Kang Hyung-seok sucked in his lips and turned toward the direction of the Blacksmith’s Shop.
‘I should have said something.’
No, wait.
If I’d spoken there, the deity would have heard.
Shaking his head, Kang Hyung-seok suddenly lifted his gaze and stared fiercely into the darkness.
“Who’s there?”
He sensed a presence.
His senses sharpened by what he’d just endured, Kang Hyung-seok glared into the darkness as if to tear it apart and opened his mouth.
“Stop lurking and come out.”
A rustling sound echoed.
As Kang Hyung-seok stared into the darkness, his neck hairs standing on end, a figure emerged from the far end of the Alley with his head bowed low and awkwardly.
Not a ghost—a person.
A young man who, on this late night, wore a baseball cap pressed firmly down on his head.

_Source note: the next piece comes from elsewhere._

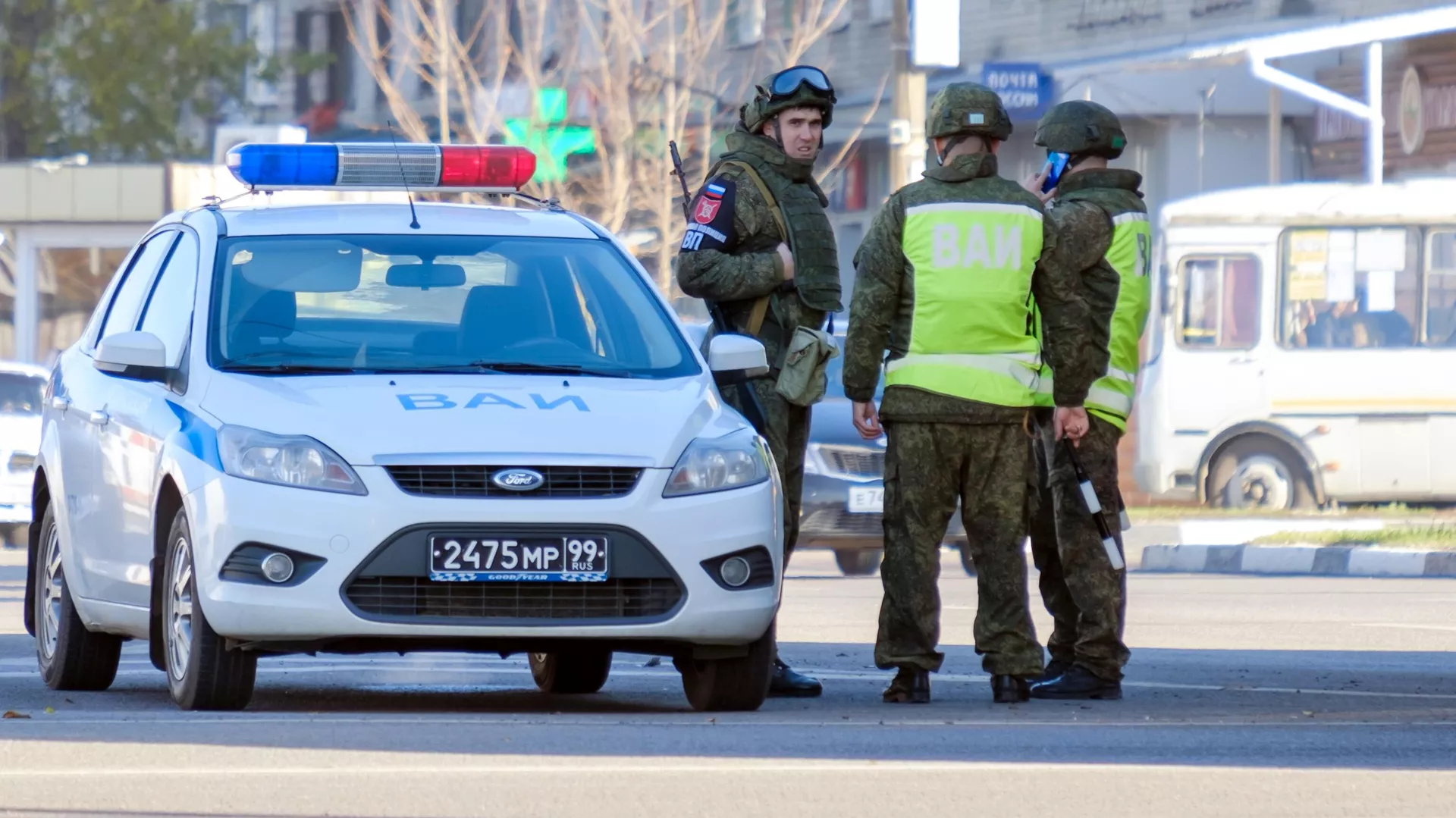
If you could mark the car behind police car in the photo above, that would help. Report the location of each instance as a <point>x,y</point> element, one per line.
<point>351,428</point>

“What are you doing? Take off the cap.”
Kang Hyung-seok pressed forward with his words, and the man removed the baseball cap that had been covering his face.
“…What?”
Bewilderment struck him hard.
He recognized the face from somewhere, but the other reason was that the man’s gaze made no sense to him.
Eyes like reuniting with a close friend after a long time.
Not the gaze one would receive from a stranger.
“You… you’re that person from before, aren’t you? Right?”
With features so distinct they’d be hard to forget, how could he have forgotten this man?
As Kang Hyung-seok searched his memory for whether he’d met this person before, the man thumped his chest and revealed his name.
“Hey, hyung! You don’t remember me? Seriously?”
“Who are you?”
“Come on! Hyung, it’s me. It’s me! Yoon Sang. BJ Yoon Sang! Heaven and earth know how much I’ve missed you.”
Chirp, chirp-chirp, chirp-chirp-chirp.
The grass insects sang out loudly.
Kang Hyung-seok looked at Yoon Sang with eyes that conveyed complete bewilderment.
Yet Yoon Sang’s face was radiant with such joy at reuniting with Kang Hyung-seok that he seemed ready to burst.